Sagenhaft. Wovon sie sich wohl ernähren mochte; was dieses Geschöpf unter Schlemmereien verstand?

Der Fotograf weigerte sich indes, lediglich der Zahlung seiner Maiskörner wegen noch einmal hinauf zu fahren — was wiederum mich an meinen Vater erinnerte mit seiner hartnäckigen Weigerung, auf Spaziergängen auf demselben Weg heimzugehen, auf dem man zu einem Ausflugsziel gekommen war. Weshalb wir uns dann mit schöner Regelmässigkeit in den uns wildfremden Wäldern in der Schweiz, in Frankreich und anderswo verirrten. Derzeit und gerade befanden der Fotograf und ich uns zum Beispiel wie schlagartig vor einem Balenciaga-Stand. 

«Alles gut bei Euch?» rief die extrem junge Frau, wohl noch Schülerin, während der Fotograf den Versuch unternahm, einen winzigen Hund aufzunehmen (mit seiner Kamera), der an einer Leine und noch weiter unten von einem mit Strasssteinen besetzten Halsbald gehalten wurde und auf der lavendelfarbenden Auslegeware auf dem Vorplatz des Balenciaga-Standes eine Art Headspin aufführte (ich tippte innerlich auf Verwurmung).
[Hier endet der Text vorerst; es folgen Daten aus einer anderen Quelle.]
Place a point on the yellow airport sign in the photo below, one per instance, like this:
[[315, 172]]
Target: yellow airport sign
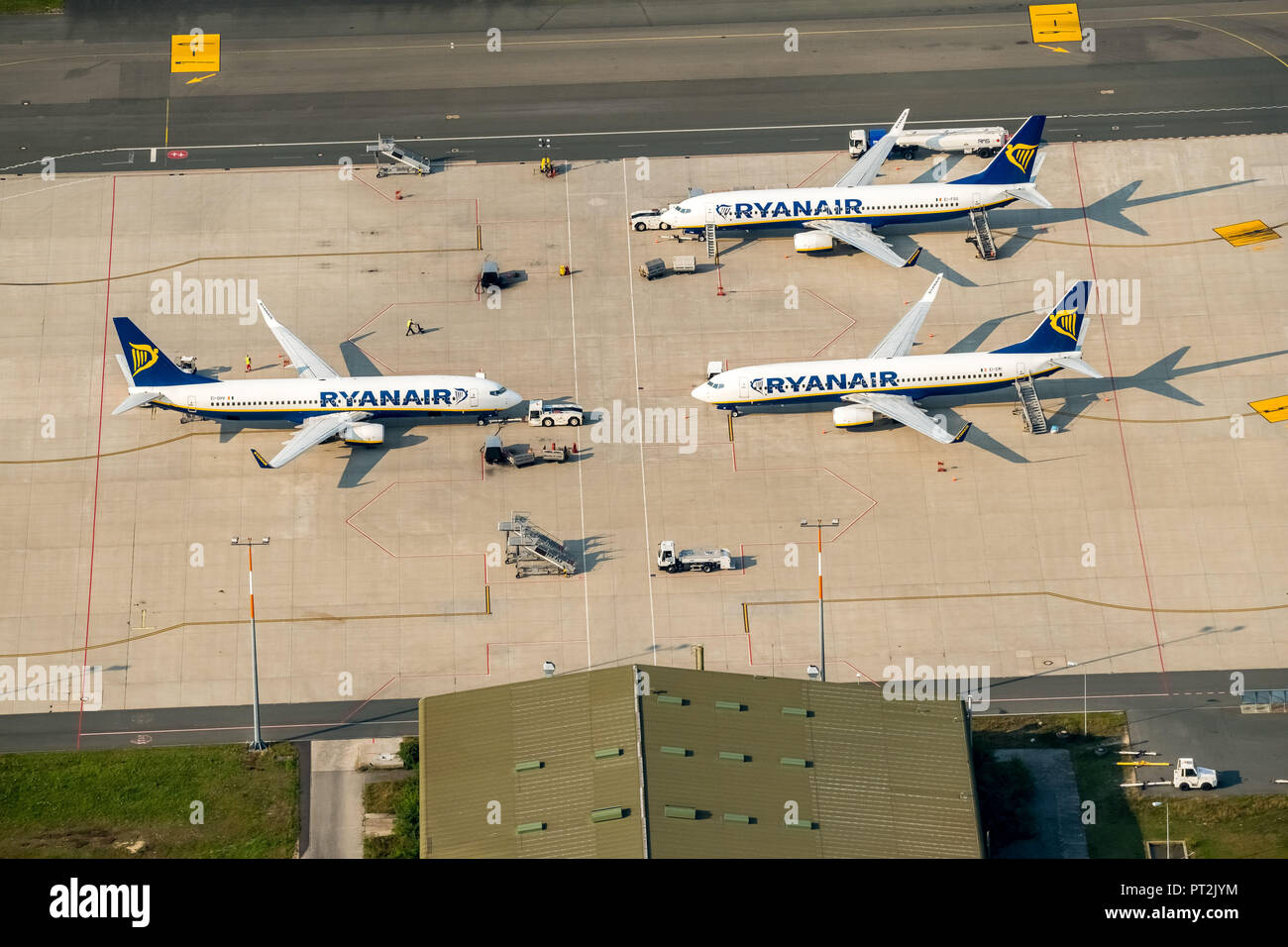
[[1055, 24], [1247, 232], [194, 53], [1274, 410]]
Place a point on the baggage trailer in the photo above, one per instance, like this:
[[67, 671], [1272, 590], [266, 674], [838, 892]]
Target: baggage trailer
[[707, 560]]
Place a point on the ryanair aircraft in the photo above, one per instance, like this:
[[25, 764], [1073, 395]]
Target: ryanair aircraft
[[321, 401], [853, 209], [890, 381]]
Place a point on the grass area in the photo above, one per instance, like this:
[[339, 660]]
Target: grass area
[[400, 797], [1116, 832], [1212, 825], [1005, 791], [31, 7], [93, 804], [1216, 826], [381, 796]]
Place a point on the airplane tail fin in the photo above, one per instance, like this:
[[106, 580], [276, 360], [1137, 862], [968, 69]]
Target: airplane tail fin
[[1014, 163], [147, 365], [1063, 328]]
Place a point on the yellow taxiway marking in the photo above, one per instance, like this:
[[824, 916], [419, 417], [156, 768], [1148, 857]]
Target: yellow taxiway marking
[[176, 626], [1274, 410], [1196, 22], [197, 53], [1247, 232], [1055, 24]]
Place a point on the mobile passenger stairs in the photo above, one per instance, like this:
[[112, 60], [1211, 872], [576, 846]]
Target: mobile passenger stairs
[[983, 240], [408, 161], [532, 551], [1030, 408]]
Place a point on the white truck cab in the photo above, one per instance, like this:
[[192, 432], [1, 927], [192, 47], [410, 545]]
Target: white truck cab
[[707, 560], [540, 414], [1186, 776], [649, 219]]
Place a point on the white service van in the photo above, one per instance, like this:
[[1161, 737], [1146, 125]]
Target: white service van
[[540, 414]]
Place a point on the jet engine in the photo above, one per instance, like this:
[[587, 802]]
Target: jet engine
[[851, 416], [365, 433]]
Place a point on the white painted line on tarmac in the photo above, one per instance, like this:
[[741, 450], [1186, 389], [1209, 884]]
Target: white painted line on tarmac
[[576, 397], [635, 355]]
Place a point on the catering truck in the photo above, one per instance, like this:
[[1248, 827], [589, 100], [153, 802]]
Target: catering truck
[[984, 142]]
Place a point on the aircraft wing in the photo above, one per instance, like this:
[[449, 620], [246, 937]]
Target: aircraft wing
[[305, 361], [861, 237], [137, 399], [902, 408], [902, 338], [864, 170], [313, 432]]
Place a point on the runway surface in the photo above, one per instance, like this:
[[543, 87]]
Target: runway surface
[[600, 81]]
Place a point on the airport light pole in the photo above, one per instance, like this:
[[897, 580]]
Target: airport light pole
[[257, 740], [1074, 664], [1167, 817], [822, 654]]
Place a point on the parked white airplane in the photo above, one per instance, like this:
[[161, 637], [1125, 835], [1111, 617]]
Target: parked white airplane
[[853, 208], [321, 401], [890, 381]]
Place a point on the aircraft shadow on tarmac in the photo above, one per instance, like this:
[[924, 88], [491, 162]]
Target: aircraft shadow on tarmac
[[589, 552]]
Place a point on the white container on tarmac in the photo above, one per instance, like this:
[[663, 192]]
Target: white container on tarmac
[[812, 243]]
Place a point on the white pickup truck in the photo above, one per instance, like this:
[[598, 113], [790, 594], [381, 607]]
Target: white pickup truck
[[1186, 776], [540, 414], [690, 560], [984, 142]]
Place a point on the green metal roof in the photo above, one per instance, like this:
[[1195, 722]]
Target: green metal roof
[[880, 779], [733, 766], [478, 751]]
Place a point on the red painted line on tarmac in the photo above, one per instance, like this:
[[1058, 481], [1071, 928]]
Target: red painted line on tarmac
[[98, 458], [818, 169], [344, 719], [831, 305], [1122, 438]]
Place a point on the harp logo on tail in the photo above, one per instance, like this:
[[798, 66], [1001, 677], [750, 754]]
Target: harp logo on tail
[[143, 356], [1020, 155], [1064, 322]]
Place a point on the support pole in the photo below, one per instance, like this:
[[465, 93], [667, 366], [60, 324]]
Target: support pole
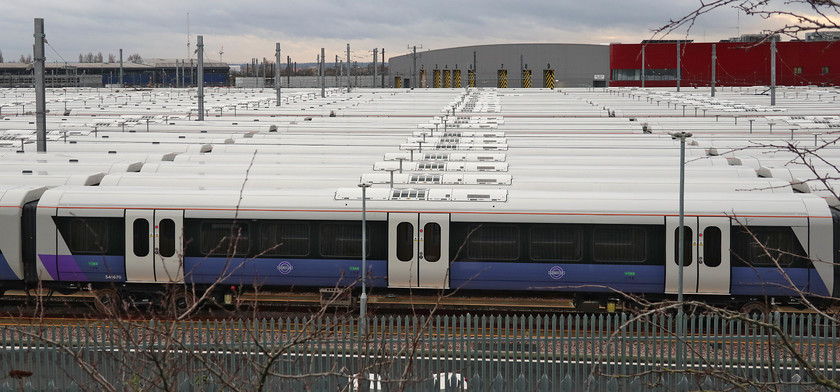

Aber die in Wien gebraucht gekaufte Kamera streikte, versagte den Dienst, fuhr ihr Objektiv ein, anstatt das heitere Hundsbild zu bannen. Der Strass auf dem Halsband war zum Schriftzug Moschino angeordnet. Der Fotograf knurrte. Das war Insta-Gold.

Um den Eindruck, wir wären nicht ganz dicht, weitgehendst zu zerstreuen, fing ich eine Fachsimpelei an mit der Einkaufshilfe. Freudig sprudelte diese los, dass just heute die Frühlingskollektion eingetroffen war, die sie nun ganz allein auszupacken und auf Bügel zu hängen beauftragt.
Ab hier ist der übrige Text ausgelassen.